Our study can be advanced in two ways. First, it should take into consideration the role of translation initiation in addition to translation elongation. Genes with poor translation initiation are not expected to increase their protein production with optimized codon usage. It is only genes with efficient translation initiation that are expected to increase protein production with improved codon–anticodon adaptation (Tuller et al. 2010).
Second, the existing phage genomic sequences still do not allow the construction of a sufficiently large phylogeny for phylogeny-based comparisons (Felsenstein 1985; Xia 2013), mainly due to 1) the rapid evolution of phage genomes, especially ssDNA phage genomes, and 2) few homologous genes identifiable among phage species parasitizing E. coli. However, one could argue that, given the rapid evolutionary erosion of coancestry among these phage lineages, the data from different phage lineages may indeed be considered nearly independent. Phages are essentially a mosaic of genes sampled from a pool of frolicking phage genomes. For example, although a number of “related” tailed phages have nearly identical genome organization at function level such as “DNA packaging-head-tail-tail fiber-lysis-lysogeny-DNA replication-transcription regulation” (Desiere et al. 2001), essentially any function in a phage can be fulfilled by one of many distinct genes with “homologous” function but little sequence homology (Brussow and Kutter 2005). In other words, horizontal gene transfer is so rampant that, coupled with rapid evolution, phylogenetic reconstruction based on sequence homology is nearly impossible. For example, a large number of phages have DNA polymerase, but these DNA polymerases apparently belong to a number of nonhomologous classes. Supplementary files S1-S3, Supplementary Material online, list all E. coli phage genes that share functional similarity but not necessarily sequence similarity, so that future researchers can add to it with newly sequenced phage genomes.
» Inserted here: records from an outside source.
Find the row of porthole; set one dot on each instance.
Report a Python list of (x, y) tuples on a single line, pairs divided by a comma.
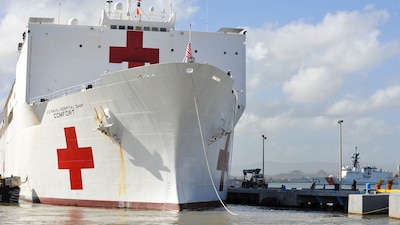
[(123, 27), (195, 51)]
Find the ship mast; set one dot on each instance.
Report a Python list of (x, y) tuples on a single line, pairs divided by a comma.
[(356, 164)]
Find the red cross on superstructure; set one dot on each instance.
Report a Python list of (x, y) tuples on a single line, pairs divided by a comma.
[(74, 158), (223, 160), (134, 53)]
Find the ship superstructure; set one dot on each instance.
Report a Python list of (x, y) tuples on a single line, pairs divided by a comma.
[(129, 113)]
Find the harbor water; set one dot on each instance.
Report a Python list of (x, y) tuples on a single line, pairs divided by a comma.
[(27, 213)]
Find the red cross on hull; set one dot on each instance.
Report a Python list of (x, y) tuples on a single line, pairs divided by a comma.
[(74, 158), (134, 53)]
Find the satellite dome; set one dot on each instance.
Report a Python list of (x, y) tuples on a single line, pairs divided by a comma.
[(118, 6)]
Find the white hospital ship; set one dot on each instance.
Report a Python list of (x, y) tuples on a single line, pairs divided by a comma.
[(130, 113)]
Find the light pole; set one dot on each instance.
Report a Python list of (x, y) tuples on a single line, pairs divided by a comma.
[(340, 154), (263, 137)]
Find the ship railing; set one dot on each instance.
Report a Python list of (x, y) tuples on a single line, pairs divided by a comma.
[(65, 92)]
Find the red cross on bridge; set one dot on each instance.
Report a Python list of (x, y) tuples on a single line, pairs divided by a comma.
[(134, 53), (74, 158), (223, 160)]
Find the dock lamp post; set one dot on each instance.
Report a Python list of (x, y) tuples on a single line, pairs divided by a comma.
[(340, 154), (264, 138)]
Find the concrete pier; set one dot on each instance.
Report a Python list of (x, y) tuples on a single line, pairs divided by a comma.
[(367, 204), (299, 198)]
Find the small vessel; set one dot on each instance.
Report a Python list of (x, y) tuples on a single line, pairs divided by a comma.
[(358, 174), (363, 174), (129, 113)]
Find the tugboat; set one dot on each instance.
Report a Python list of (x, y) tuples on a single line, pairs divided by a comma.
[(356, 174), (364, 174)]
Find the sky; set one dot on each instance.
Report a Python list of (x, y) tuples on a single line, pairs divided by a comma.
[(310, 63)]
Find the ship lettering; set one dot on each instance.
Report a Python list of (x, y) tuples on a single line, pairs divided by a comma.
[(64, 113)]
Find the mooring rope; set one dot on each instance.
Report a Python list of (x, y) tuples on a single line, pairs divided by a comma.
[(204, 150)]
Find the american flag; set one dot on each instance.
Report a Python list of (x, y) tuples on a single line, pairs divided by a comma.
[(189, 51)]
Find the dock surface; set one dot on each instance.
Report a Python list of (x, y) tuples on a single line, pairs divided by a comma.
[(299, 198)]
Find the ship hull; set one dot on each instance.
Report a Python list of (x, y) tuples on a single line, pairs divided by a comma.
[(151, 137)]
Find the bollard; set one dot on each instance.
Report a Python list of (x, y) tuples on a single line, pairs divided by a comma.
[(367, 188)]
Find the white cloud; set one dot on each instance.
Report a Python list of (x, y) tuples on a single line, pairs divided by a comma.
[(312, 85), (342, 43), (380, 100)]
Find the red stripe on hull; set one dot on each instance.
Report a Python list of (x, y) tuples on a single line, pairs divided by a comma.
[(129, 205)]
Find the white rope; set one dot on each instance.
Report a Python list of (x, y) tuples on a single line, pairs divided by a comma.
[(205, 153)]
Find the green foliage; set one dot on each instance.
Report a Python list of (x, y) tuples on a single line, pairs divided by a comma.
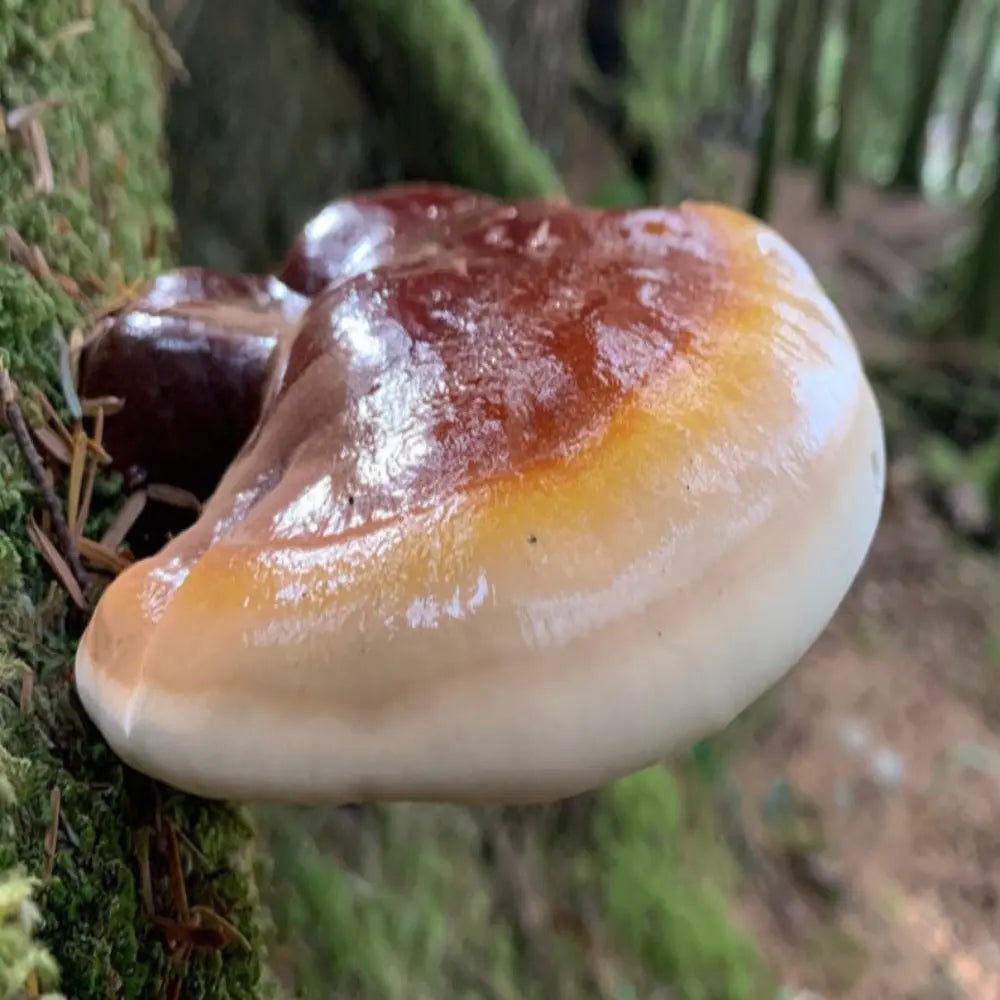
[(103, 224), (665, 877), (408, 901), (412, 916)]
The difficulty in building a reliable phage tree also prevents an interesting question to be addressed. The loss/gain of tRNA genes may be related to host tRNA pool. Take AAR (Lys) codon family, for example. If a phage species overusing AAA codons originally parasitizes a host overusing AAG codons and having abundant tRNALys/CUU but rare tRNALys/UUU, then the phage would benefit from retaining a tRNALys/UUU gene decoding its overused AAA codons. If the phage subsequently switched to a host overusing AAA codons and having abundant tRNALys/UUU, then the phage-encoded tRNALys/UUU gene would be of little value and would be prone to gene loss. Addressing such a question would be straightforward if one can build a reliable phage tree, so that the gain/loss of tRNA genes can be mapped onto the tree.
Materials and Methods
Genomic Data and Processing
The genome sequences of 469 dsDNA phages, 41 ssDNA phages, and their corresponding bacterial hosts were downloaded from GenBank, of which 71 have E. coli specified as their host in the “/HOST” tag in “FEATURES” table, including 60 dsDNA phages and 11 ssDNA phages. All phage genomes were searched for encoded tRNAs by using tRNAscan-SE Search Server (Schattner et al. 2005). The complete compilation with phage name, phage family, phage accession, phage genome length, genomic GC%, number of coding sequences (CDSs) in each phage genome, genomic TC skew defined as (NT − NC)/(NT + NC) where NC and NT are the genomic counts of nucleotides C and T, number of tRNA genes encoded in each phage genome, rRSCU, and CAI were included in a supplementary file S1, Supplementary Material online.
Escherichia coli has many strains sequenced, but the “/Host” tag in most annotated viral genomes gives only species name (i.e., E. coli), with no strain-specific information. For this reason, the host GC% and RSCU are computed from the average of all E. coli genomes (The difference among E. coli strains is minimal.). The mean E. coli genome length is 5,024,514 nt, mean number of CDSs is 4,692.2, and mean genomic GC% is 50.68. The genomic accession numbers of all E. coli strains used to compute the average statistics are also included in the supplementary file S1, Supplementary Material online. The classification of phages into temperate and virulent categories is based on three publications (Lima-Mendez et al. 2007; Deschavanne et al. 2010; McNair et al. 2012).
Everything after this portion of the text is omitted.